El Señor Dios ordena: “No matarás”.
Y un Maestro
añade: “No matarás: A ti mismo, ni al tiempo (que pertenece a Dios), ni a la
confianza. No matarás la muerte (trivializándola), al país, al otro, a la
Iglesia”.
Amigos y amigas, una
vida se nutre para subsistir. Pero para vivir también se necesita ayunar. Cuando
Adán y Eva vivían en el paraíso, el Señor Dios les dijo: “De todos los árboles
del jardín pueden alimentarse, pero no coman del árbol del conocimiento del
bien y del mal”. Era una forma de ayuno que el Señor Dios les impuso para
preservar sus vidas de la muerte. Ayunar de lo que daña la vida es renunciar a
matarse a sí mismo. Si un hombre lleva a sus entrañas la maldad que lo
destruye, de nada le aprovecha. Se parece a un jinete que lleva un dardo mortal
en el corazón, aun cuando el caballo logre ponerse a salvo, corriendo por
caminos seguros, la vida verdadera ya se ha perdido. No matarás a ti mismo, no
pondrás en tu corazón el dardo envenenado de la maldad, de la crueldad, de la
violencia.
Y no matarás el
tiempo, que pertenece a Cristo, dueño y maestro de toda vida. Porque el tiempo
es una luz que Dios ha puesto en las lámparas de nuestras vidas para iluminar
la gran noche de espera que es nuestra historia, mientras aguardamos que
despunte su gran día, el día del Señor. No matarás el tiempo, porque el tiempo
es la esperanza de Dios. Como el sol que desde lejos acaricia con su calor y
claridad los frutos de los campos y los hace madurar, así Dios se sirve del
tiempo para madurar desde lejos los frutos de nuestras vidas. No matarás el
tiempo, porque matar el tiempo es vivir en la embriaguez ociosa de un sonambulismo sin vigilancia ni presencia.
Y tampoco matarás la
confianza, que es el lecho de la vida, su baluarte, su fortaleza, su escondite.
La confianza es el pecho donde se reclina la vida, buscando una fuente
escondida en la corazonada del prójimo. No matarás la confianza, porque los
hilos de la confianza han sido puestos por Dios para que los sarmientos puedan
trepar mientras descansan. No matarás la confianza con el gusano de la
infidelidad y la traición, ni con la polilla de la mentira y el chisme. No
dejes caer lo que Dios ha puesto en tus manos.
Nosotros,
vivificados en la resurrección del Señor, sabemos que toda vida humana es irreversible e
irrevocable. Una vez echada a andar, no da marcha atrás. Porque no hay nada que pueda detener la
firme llamada con que Dios saca nuestras vidas de la faz de la nada.

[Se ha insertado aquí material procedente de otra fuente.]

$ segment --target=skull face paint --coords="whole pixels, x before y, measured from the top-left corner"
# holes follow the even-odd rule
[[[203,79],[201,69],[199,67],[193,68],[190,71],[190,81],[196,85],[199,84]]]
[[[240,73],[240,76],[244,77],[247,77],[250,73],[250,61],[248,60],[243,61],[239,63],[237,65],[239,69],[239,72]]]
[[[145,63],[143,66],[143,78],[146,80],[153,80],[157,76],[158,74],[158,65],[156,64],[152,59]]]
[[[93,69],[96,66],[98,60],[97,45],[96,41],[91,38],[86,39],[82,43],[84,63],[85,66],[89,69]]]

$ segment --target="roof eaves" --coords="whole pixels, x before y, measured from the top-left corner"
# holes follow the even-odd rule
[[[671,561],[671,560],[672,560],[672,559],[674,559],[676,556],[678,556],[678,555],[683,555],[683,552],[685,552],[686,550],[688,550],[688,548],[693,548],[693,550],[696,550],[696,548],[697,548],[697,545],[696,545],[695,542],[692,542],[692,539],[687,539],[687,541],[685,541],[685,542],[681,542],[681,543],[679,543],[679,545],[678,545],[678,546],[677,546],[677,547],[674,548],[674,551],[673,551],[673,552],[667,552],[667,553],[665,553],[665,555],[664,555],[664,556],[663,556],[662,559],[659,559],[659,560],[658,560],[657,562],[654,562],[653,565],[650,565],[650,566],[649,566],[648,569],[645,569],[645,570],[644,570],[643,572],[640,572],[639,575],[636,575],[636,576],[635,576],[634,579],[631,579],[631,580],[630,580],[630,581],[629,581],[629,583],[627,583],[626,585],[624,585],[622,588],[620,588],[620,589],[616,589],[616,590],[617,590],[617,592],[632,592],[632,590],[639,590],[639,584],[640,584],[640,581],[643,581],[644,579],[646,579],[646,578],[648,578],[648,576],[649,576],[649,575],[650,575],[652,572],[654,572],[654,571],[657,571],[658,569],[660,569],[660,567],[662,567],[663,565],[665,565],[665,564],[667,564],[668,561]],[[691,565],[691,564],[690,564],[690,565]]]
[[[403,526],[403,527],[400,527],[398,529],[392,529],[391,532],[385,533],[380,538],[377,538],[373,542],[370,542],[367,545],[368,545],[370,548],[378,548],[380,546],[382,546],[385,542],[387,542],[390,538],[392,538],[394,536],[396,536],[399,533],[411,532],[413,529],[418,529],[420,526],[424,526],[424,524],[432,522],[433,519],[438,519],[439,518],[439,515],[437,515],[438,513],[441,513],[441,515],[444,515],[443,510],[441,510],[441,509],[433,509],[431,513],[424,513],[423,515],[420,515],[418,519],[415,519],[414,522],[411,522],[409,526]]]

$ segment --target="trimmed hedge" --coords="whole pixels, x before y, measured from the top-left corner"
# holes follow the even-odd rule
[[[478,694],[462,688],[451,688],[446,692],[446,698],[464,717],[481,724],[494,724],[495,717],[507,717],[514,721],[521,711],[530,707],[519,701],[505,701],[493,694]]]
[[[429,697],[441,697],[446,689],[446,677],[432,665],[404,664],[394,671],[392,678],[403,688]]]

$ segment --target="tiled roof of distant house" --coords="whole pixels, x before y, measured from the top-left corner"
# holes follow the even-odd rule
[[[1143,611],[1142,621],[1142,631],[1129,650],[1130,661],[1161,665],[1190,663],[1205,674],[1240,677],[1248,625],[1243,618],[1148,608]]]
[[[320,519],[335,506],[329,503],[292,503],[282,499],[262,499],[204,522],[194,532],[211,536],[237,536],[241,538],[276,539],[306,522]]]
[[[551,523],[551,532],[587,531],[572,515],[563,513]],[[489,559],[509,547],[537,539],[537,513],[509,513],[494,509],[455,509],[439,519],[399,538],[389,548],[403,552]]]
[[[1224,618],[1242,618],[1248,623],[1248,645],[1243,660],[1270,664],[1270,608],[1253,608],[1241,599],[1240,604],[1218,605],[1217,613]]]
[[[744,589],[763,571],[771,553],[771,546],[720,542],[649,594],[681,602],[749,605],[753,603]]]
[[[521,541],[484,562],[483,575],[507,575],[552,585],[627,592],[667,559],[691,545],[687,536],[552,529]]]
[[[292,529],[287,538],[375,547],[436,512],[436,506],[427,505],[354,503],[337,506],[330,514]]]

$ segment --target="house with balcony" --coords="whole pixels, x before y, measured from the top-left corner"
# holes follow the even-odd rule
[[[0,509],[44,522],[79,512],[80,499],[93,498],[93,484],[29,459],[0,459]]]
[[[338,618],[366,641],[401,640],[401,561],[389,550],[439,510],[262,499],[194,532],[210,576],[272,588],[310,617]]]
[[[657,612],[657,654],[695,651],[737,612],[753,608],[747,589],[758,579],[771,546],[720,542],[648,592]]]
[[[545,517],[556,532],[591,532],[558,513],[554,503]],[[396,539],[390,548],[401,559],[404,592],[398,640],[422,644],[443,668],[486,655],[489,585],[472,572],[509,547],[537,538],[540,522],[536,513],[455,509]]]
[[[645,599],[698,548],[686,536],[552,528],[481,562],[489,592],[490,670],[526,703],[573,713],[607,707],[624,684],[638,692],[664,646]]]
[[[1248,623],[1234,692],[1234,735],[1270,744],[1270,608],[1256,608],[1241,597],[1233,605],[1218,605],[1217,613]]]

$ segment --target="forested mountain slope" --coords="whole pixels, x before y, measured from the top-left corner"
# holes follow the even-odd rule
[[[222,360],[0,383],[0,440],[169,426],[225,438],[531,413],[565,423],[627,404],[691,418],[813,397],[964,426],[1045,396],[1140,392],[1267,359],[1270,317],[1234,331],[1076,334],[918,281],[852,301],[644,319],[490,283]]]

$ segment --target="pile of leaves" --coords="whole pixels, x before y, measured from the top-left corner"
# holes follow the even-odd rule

Nada puede
detener su mandato de amor: “¡Vive!”. Por eso, no matarás la muerte, banalizándola,
porque la muerte es un gran misterio. Es de todos nuestros nacimientos el más
doloroso, el que nos hace más libres, pero también más cercanos al juicio de
Dios.
No matarás el país,
porque Aquel que es la Patria verdadera, Cristo, verdadera casa del Padre, ha
querido que tengamos un país para prepararnos a la Ciudad Celeste. No siembres,
pues, el miedo, el fraude, la maldad en esta tierra, porque toda semilla de
corrupción será arrancada en la Patria del Cielo.
Y tampoco matarás al
otro. No cortarás la vida de tu prójimo, impidiéndole el paso a la aventura del
amor y de la libertad, ni matarás a la Iglesia, impidiendo que la fresca vida
que brota de la cruz llegue a todos los corazones, hogares, ciudades.
Amigos, todo esto, el tiempo,
la confianza, la Patria, el prójimo, la Iglesia, son profetas que Dios envía
día con día a pedirnos cuentas de su viña, la viña que él plantó, y que somos
cada uno de nosotros. Los envía para anticipar su venida. ¿Qué hará el Señor,
dueño de la viña, si a su vuelta encuentra sólo la embriaguez del tiempo
perdido? ¿Qué hará si encuentra la confianza muerta a traición o si encuentra a
su regreso apedreada la Patria, el prójimo, la Iglesia?